According to Progressive’s website, Progressive Advantage Agency actually transfers life insurance customers to Efinancial, LLC for placement with carriers unaffiliated with Progressive. But Griffith said that Progressive does now have a life insurance company filed in Ohio during an interview on “The David Rubenstein Show: Peer-to-Peer Conversations” on Bloomberg Television.
Schreiber noted the need to have a licensed life insurer to further explain the move into distribution first. The two insurance companies that Lemonade owns in Europe and the U.S. are P/C carriers, he said. “To write life insurance on our own paper, we would have to stand up another carrier and capitalize it independently.”
Pressed for a timeline for launching an auto insurance product, Lemonade’s Chief Insurance Officer Tom Peters told an analyst, “Our practice is not to disclose timing until we disclose timing.” Peters added: “Auto is important to our customers and critical to the long-term vision. We want to provide everything that our customers need. …While we’re not communicating specific timelines today, I think it’s fair to say that it’s as important to us as we believe it is to our customers.”
Both Schreiber and Peters noted that Lemonade has operated on an agency basis before, offering earthquake insurance to California customers through Palomar Specialty. “In some categories, we feel there is not a great fit between the kinds of risks we want to retain, or the kinds of user experience that those involve,” Schreiber said.
He noted that claims are a very rare experience under term life insurance policies, contrasting that with the high frequency in pet, home and renters lines where there is a greater need for Lemonade to interact and control the claims experience. “There’s also very little doubt and litigation” in term life, where a death certificate supports a claim. “It made sense to partner with somebody where the underlying risk was borne by them but we control all of the user experience.”
P/C Results
While Lemonade’s reported that gross earned premiums grew more than 100 percent to $42.9 million for the third-quarter, compared to $21.0 million in third-quarter 2019, net earned premiums dropped 41 percent to $10.5 million from $17.8 million. Lemonade recorded a negative number for net written premiums on its income statement—minus $47.4 million for third-quarter 2020, compared to a positive $30.1 million in third-quarter 2019.

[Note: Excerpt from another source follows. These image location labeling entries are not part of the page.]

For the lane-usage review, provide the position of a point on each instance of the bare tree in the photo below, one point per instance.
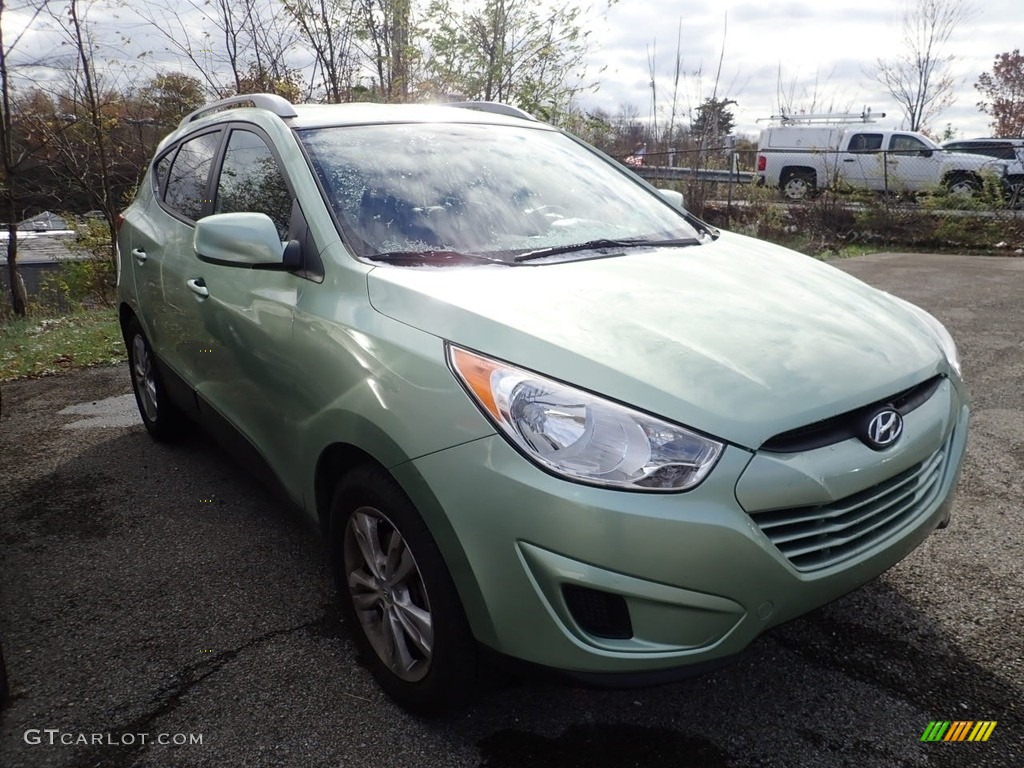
(384, 38)
(88, 159)
(920, 80)
(326, 26)
(12, 158)
(242, 41)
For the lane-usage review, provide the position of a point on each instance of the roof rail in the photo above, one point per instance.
(279, 105)
(827, 117)
(496, 108)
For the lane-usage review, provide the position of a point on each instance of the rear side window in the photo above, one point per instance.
(865, 142)
(251, 181)
(186, 182)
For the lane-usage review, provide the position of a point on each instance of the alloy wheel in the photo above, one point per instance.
(388, 594)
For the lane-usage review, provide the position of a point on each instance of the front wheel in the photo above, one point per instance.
(798, 185)
(398, 596)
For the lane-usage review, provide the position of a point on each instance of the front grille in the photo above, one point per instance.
(814, 538)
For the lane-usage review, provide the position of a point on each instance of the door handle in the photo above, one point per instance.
(198, 287)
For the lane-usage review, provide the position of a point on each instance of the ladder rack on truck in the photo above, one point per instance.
(826, 117)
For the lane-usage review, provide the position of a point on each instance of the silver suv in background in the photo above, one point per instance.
(1011, 150)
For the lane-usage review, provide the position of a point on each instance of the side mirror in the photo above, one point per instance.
(674, 198)
(244, 240)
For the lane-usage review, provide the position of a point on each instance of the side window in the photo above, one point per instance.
(865, 142)
(251, 181)
(187, 176)
(907, 144)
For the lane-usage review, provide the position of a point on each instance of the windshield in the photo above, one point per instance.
(495, 193)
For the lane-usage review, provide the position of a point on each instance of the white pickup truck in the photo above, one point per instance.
(802, 159)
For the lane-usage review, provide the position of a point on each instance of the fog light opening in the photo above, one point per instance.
(598, 613)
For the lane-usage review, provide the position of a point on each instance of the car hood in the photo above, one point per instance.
(736, 338)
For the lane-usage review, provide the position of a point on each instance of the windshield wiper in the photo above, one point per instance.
(416, 258)
(592, 245)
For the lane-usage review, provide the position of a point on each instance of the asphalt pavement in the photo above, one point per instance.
(159, 607)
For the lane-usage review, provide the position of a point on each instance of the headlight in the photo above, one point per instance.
(581, 436)
(942, 336)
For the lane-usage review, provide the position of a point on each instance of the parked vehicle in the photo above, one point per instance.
(535, 406)
(803, 156)
(1011, 150)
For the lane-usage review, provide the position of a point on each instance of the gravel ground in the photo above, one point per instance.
(152, 593)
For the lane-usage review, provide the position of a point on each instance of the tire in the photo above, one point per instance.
(398, 598)
(963, 183)
(1015, 192)
(798, 185)
(162, 419)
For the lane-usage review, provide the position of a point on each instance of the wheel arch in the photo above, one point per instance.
(337, 459)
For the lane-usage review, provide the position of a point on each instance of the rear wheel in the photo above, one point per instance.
(398, 597)
(798, 184)
(161, 417)
(1015, 192)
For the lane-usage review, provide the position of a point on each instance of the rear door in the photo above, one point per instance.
(861, 166)
(912, 165)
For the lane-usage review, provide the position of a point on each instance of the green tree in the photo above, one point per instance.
(714, 120)
(1004, 92)
(508, 50)
(169, 96)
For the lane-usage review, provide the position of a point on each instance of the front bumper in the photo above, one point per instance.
(698, 576)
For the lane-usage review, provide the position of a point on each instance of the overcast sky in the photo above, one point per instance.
(803, 53)
(800, 48)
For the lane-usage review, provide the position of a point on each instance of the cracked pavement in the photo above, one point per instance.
(155, 590)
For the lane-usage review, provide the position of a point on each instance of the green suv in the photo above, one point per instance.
(535, 406)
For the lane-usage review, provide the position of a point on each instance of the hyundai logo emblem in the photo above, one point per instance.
(884, 428)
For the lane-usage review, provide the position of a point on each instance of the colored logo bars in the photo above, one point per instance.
(958, 730)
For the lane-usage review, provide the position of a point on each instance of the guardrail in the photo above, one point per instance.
(664, 173)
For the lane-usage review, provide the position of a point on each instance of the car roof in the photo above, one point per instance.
(317, 116)
(984, 141)
(322, 116)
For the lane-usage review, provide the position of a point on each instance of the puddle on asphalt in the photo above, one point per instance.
(113, 412)
(601, 745)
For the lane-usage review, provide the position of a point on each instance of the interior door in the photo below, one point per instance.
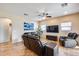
(4, 31)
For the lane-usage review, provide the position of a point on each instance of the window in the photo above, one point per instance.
(66, 26)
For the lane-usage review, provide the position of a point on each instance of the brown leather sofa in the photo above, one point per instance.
(34, 44)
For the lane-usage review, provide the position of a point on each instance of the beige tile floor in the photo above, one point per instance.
(18, 49)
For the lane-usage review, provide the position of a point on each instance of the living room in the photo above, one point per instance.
(44, 29)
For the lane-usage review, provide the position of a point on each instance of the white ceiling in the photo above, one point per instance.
(33, 9)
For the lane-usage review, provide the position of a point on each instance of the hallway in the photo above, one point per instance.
(17, 49)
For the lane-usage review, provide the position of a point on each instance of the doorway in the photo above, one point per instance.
(5, 30)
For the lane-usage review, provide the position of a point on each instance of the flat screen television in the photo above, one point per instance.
(28, 26)
(53, 29)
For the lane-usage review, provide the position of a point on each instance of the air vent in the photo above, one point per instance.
(64, 4)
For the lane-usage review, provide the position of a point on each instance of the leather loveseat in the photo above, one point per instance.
(33, 43)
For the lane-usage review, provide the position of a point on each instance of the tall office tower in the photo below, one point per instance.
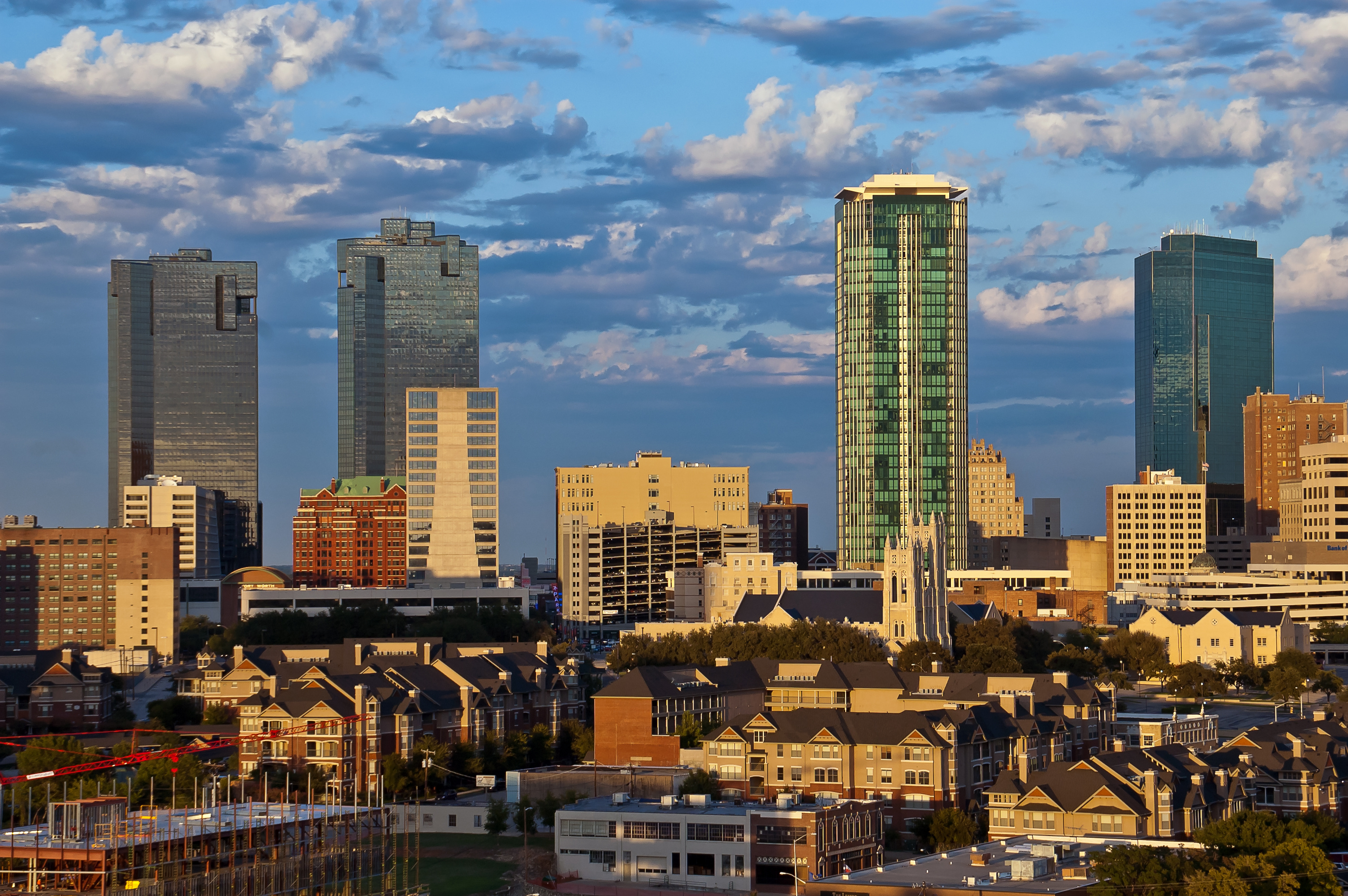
(995, 511)
(1153, 529)
(406, 317)
(1203, 323)
(452, 479)
(902, 363)
(1276, 427)
(182, 386)
(352, 533)
(181, 504)
(785, 527)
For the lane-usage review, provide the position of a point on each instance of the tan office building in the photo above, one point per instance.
(182, 504)
(452, 487)
(995, 511)
(1276, 426)
(1153, 527)
(1324, 491)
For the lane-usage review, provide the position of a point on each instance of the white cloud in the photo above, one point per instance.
(764, 147)
(1156, 133)
(1099, 239)
(285, 43)
(1313, 276)
(1059, 302)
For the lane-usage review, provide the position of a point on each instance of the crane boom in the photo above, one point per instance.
(135, 759)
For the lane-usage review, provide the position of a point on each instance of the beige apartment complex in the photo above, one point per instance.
(1153, 527)
(1323, 504)
(181, 504)
(1276, 427)
(452, 487)
(995, 511)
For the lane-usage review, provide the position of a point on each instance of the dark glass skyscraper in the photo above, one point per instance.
(1203, 324)
(902, 363)
(182, 387)
(406, 317)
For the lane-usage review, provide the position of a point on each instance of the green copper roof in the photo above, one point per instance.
(360, 486)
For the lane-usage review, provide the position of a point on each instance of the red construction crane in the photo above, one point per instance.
(316, 727)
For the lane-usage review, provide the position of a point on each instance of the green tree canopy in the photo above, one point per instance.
(800, 641)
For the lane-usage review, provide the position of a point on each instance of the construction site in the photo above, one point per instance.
(233, 849)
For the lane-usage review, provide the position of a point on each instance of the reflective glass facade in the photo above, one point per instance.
(406, 317)
(1203, 324)
(182, 386)
(902, 363)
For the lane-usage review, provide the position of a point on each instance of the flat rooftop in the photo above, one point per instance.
(164, 824)
(956, 867)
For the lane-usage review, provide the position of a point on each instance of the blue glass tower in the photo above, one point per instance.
(1203, 319)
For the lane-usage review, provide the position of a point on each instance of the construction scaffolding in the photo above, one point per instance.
(232, 849)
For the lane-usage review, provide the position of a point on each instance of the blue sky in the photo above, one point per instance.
(652, 185)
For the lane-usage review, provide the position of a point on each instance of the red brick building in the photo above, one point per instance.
(352, 533)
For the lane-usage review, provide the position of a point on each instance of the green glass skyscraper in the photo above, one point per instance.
(901, 288)
(406, 317)
(1203, 323)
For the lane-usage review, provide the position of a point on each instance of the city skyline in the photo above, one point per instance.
(637, 246)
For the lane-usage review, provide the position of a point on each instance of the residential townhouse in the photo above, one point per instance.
(913, 762)
(423, 685)
(1161, 793)
(54, 692)
(637, 717)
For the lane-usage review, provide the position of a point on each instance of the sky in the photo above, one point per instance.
(650, 182)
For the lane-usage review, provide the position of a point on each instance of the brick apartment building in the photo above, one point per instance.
(352, 533)
(53, 692)
(91, 588)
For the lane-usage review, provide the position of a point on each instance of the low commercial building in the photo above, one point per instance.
(1197, 731)
(1212, 637)
(409, 601)
(695, 843)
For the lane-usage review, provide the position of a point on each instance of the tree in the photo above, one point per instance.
(1287, 684)
(1076, 661)
(1141, 653)
(174, 711)
(700, 782)
(952, 829)
(917, 657)
(217, 715)
(540, 748)
(526, 816)
(1195, 681)
(1152, 870)
(498, 817)
(548, 810)
(989, 658)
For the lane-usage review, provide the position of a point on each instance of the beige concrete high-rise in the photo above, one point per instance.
(182, 504)
(1276, 427)
(452, 487)
(995, 511)
(1154, 527)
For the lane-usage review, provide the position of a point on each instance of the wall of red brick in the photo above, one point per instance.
(623, 731)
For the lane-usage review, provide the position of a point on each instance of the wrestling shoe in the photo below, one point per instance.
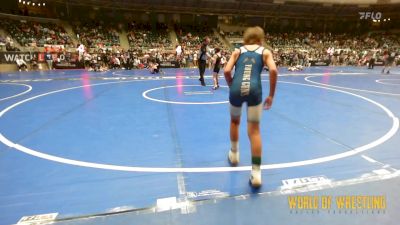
(255, 178)
(233, 158)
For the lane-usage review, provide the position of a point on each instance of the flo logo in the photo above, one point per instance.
(370, 15)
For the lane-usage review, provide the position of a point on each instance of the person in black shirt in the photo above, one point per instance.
(203, 55)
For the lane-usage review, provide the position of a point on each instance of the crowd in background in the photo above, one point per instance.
(7, 44)
(36, 34)
(97, 34)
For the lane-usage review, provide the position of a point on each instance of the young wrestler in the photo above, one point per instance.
(245, 86)
(217, 66)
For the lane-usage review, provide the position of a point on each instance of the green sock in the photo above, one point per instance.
(256, 160)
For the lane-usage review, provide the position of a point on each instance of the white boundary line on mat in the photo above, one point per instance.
(384, 138)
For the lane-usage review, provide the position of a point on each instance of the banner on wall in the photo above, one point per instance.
(11, 57)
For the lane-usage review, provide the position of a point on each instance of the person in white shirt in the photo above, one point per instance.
(21, 64)
(178, 52)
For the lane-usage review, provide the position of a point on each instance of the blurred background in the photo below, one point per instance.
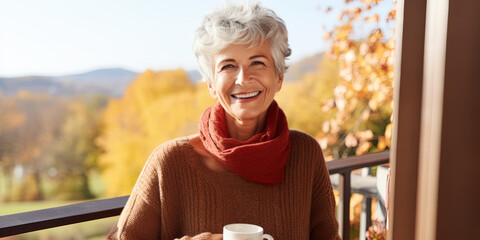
(89, 88)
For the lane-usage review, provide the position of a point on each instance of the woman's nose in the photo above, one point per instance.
(242, 77)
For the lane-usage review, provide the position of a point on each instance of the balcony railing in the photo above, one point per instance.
(92, 210)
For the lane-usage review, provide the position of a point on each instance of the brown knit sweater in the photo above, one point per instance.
(177, 196)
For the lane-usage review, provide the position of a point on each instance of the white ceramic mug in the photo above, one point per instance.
(243, 231)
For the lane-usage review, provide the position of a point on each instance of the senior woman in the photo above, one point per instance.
(245, 165)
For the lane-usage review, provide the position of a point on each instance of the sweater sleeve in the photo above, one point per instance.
(323, 223)
(141, 216)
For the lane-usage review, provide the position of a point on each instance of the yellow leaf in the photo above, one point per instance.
(372, 18)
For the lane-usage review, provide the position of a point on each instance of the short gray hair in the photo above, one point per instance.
(247, 23)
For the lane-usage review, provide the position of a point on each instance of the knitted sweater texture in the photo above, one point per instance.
(178, 197)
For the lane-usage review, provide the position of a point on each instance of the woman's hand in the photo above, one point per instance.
(203, 236)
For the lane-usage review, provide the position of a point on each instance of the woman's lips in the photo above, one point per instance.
(246, 97)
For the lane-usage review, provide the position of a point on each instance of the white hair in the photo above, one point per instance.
(247, 23)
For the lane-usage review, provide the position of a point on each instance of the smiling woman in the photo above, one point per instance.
(245, 165)
(245, 82)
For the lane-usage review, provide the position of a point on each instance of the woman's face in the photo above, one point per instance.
(244, 80)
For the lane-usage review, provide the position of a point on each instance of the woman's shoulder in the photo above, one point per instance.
(170, 151)
(299, 137)
(304, 146)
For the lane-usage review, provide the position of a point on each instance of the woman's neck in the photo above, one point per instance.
(244, 129)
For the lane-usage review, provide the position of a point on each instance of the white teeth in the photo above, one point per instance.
(246, 95)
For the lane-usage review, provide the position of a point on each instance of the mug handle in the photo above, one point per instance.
(266, 236)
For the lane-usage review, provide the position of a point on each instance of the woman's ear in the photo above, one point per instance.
(212, 90)
(280, 82)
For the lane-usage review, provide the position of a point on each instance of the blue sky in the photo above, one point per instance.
(57, 37)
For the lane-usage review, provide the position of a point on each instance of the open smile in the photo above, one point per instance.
(246, 95)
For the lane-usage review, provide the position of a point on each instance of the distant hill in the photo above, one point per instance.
(298, 69)
(111, 82)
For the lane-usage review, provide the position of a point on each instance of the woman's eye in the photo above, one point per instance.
(258, 63)
(228, 66)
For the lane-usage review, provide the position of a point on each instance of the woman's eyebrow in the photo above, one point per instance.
(257, 56)
(226, 60)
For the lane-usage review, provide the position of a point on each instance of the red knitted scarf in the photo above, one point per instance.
(261, 158)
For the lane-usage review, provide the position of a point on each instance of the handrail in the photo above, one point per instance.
(19, 223)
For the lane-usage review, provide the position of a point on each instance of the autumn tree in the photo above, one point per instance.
(156, 107)
(28, 142)
(10, 119)
(74, 153)
(362, 100)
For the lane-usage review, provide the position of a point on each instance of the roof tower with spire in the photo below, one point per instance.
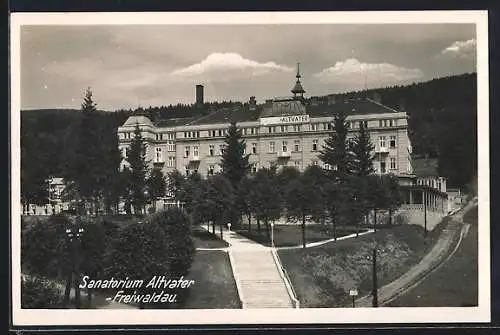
(298, 89)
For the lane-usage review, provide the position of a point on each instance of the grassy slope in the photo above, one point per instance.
(289, 235)
(322, 276)
(214, 282)
(204, 239)
(456, 282)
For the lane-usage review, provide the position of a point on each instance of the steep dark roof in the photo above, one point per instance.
(280, 107)
(351, 107)
(425, 167)
(175, 121)
(230, 114)
(284, 108)
(298, 88)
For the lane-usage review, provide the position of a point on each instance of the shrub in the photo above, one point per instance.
(40, 293)
(400, 219)
(176, 225)
(43, 247)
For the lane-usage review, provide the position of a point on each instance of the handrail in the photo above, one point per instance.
(284, 275)
(236, 279)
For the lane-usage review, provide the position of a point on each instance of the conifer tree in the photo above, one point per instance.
(85, 167)
(336, 152)
(362, 151)
(139, 171)
(234, 161)
(156, 185)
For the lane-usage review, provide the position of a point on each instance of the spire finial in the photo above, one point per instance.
(298, 89)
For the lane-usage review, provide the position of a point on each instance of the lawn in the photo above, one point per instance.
(214, 282)
(291, 234)
(204, 239)
(455, 284)
(322, 276)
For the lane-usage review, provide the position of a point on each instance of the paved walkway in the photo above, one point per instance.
(315, 244)
(258, 277)
(440, 253)
(83, 296)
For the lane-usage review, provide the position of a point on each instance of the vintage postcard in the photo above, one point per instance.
(249, 168)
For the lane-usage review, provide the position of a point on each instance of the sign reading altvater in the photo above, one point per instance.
(304, 118)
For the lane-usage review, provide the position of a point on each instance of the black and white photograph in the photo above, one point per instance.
(243, 168)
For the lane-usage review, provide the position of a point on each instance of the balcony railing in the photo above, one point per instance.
(284, 154)
(382, 150)
(194, 158)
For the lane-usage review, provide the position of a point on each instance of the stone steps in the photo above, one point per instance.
(260, 280)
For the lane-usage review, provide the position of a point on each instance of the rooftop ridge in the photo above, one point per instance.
(204, 116)
(382, 105)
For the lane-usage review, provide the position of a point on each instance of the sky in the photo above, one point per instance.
(127, 66)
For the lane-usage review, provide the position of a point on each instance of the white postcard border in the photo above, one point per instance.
(259, 316)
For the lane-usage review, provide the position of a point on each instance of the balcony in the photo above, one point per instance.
(382, 150)
(158, 163)
(194, 158)
(283, 154)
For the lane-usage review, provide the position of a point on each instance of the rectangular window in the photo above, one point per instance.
(271, 147)
(381, 141)
(158, 155)
(296, 146)
(315, 145)
(254, 167)
(392, 142)
(393, 163)
(382, 167)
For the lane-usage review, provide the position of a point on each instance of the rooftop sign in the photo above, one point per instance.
(292, 119)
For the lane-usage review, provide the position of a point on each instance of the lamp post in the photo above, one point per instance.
(272, 234)
(353, 293)
(374, 278)
(74, 233)
(425, 212)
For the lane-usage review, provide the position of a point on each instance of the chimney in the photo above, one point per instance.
(376, 97)
(252, 103)
(199, 95)
(331, 99)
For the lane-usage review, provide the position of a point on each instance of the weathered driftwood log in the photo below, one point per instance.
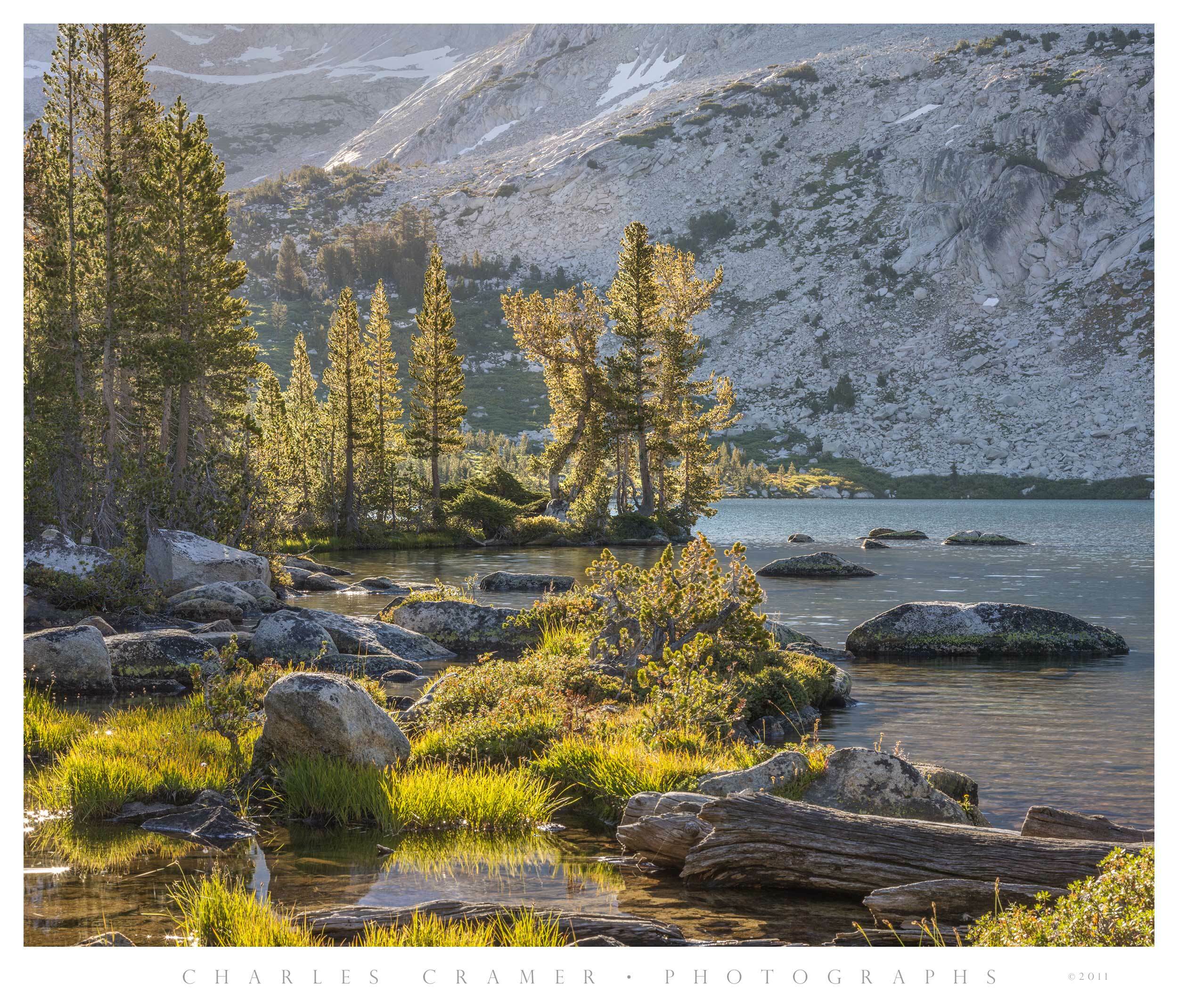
(761, 840)
(344, 924)
(1059, 825)
(955, 899)
(663, 840)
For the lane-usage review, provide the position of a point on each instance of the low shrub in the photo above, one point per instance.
(1113, 908)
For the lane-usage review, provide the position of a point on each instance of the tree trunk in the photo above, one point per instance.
(761, 840)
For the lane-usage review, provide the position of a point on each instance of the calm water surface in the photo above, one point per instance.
(1076, 734)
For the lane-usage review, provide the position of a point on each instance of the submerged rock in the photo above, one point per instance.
(779, 771)
(323, 714)
(165, 654)
(290, 636)
(366, 635)
(56, 550)
(509, 581)
(880, 785)
(981, 628)
(70, 658)
(974, 538)
(814, 566)
(210, 823)
(177, 561)
(460, 626)
(374, 666)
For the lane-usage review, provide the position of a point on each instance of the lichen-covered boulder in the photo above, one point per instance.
(163, 654)
(814, 566)
(56, 550)
(944, 629)
(460, 626)
(290, 636)
(780, 771)
(880, 785)
(70, 658)
(321, 714)
(509, 581)
(974, 538)
(177, 561)
(205, 610)
(364, 635)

Lemonade explained the decline in top-line revenues, citing a change in its reinsurance coverage to proportional reinsurance, which took effect on July 1—a change which also meant a boost in profits for the quarter (and which presumably also explains the red-inked net written premium figure).
In this year’s third quarter, however, Lemonade earned $7.0 million of ceding commissions as a result of the reinsurance change, and “gross profits”—calculated by subtracting net losses and other insurance expenses from the sum of net earned premiums, net investment income and commissions—totaled $7.3 million, a 42 percent increase from third-quarter 2019.
Nine month profit grew 23 percent to $17.3 million, with net written premium falling 62 percent to $27.1 million and net earned premium rising 56 percent to $65 million.
Based on the numbers show on Lemonade’s consolidated statement of operations, the net loss ratio for the quarter was 63.8, while the year-to-date loss ratio stood at 69.8. On a gross basis, Lemonade said that its gross loss ratio was 72.